Xiaoman Zhang, Fan Zhang, Chen Luo, Su Wang
Micron 2014, 67: 132-40
Encarsia sophia (Hymenoptera: Aphelinidae) is a parasitoid utilized for biological control of Bemisia tabaci, with selection of prey aided by chemoreceptor organs. The morphology and distribution of the antennal sensilla (chemoreceptors) of E. sophia were examined using Transmission electron micrographs. The total antennal length for E. sophia was 429.28±0.95 μm for females and 437.19±8.21 for males, and each antennae was found to consist of seven sensilla of different types. Both sexes possessed sensilla chaetica, sensilla trichodea, basiconic capitate peg sensilla, multiporous grooved-surface placoid sensilla (MG-PS), uniporous rod-like sensilla, nonporous finger-like sensilla, and sensilla coeloconica.
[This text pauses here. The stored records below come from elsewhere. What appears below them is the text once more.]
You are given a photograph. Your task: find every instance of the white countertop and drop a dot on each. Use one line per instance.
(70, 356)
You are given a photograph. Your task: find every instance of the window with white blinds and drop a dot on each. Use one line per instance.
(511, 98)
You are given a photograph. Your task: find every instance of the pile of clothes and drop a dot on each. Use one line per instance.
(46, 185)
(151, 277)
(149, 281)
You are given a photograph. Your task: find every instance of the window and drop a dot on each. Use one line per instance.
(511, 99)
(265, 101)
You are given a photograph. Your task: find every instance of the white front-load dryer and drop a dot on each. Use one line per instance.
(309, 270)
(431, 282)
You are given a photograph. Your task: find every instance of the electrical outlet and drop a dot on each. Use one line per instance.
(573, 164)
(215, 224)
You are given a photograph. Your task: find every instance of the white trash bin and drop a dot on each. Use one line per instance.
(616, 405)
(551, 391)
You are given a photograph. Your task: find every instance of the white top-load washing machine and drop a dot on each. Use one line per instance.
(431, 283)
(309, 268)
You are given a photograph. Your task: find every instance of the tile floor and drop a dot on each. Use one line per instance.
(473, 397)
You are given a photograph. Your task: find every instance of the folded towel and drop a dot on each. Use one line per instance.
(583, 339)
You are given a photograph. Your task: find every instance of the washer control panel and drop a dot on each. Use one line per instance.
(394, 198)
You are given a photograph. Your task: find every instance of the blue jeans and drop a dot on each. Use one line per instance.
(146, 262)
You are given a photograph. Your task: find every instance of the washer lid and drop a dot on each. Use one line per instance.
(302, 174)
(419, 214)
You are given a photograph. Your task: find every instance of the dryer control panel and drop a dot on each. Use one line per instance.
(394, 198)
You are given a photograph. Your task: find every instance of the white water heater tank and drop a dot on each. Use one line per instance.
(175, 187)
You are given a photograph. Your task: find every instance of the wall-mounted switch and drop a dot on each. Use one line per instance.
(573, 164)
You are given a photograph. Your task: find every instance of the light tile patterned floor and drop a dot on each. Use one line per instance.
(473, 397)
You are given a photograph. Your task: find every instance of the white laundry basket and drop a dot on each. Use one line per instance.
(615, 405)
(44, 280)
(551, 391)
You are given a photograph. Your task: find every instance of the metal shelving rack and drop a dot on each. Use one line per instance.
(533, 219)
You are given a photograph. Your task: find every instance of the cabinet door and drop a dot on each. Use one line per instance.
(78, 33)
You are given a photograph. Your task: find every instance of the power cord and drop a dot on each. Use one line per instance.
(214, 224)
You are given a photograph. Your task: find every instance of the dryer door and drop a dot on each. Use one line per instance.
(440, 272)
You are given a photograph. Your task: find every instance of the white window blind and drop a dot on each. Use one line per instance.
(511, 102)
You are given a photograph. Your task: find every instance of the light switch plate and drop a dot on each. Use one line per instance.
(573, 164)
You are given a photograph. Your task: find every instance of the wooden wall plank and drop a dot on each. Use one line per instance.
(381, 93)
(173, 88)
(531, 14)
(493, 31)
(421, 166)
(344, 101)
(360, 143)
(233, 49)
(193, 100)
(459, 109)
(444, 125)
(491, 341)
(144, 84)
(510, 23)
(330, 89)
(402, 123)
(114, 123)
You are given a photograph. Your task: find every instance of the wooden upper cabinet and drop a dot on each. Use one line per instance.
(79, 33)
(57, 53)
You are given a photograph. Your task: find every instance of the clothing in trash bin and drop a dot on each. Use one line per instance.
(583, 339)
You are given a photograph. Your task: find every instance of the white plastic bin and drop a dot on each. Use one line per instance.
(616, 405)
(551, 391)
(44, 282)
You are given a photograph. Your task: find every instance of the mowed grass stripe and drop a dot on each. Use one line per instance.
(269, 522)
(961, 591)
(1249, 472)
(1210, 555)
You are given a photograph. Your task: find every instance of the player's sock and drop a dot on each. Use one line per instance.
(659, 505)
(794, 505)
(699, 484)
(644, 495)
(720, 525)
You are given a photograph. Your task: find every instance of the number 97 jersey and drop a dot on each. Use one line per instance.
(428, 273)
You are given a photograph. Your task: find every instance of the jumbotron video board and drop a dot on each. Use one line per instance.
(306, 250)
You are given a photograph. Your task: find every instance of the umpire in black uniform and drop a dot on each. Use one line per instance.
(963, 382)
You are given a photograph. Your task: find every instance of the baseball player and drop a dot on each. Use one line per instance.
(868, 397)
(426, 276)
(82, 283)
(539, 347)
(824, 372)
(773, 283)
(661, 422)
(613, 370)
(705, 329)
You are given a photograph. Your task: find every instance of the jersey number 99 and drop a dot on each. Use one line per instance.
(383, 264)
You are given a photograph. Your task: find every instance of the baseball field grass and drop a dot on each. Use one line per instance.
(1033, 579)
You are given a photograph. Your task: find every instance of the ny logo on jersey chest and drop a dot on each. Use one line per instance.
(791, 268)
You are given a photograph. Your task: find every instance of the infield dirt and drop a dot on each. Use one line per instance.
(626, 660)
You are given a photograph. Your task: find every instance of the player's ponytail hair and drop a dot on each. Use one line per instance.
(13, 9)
Transmission electron micrographs of longitudinal sections of female antennae showed that they were composed of fat body, cuticle, mesoscutello-metanotal muscles, neurons, and glandular tissue, and cross-sections of the basal MG-PS showed sensillar lymph cavities and dendrites. The MG-PSs were imbedded in an electron-dense mass with cuticular invaginations which acted as pores that connected to a central lumen. The possible function of each type of sensilla is discussed.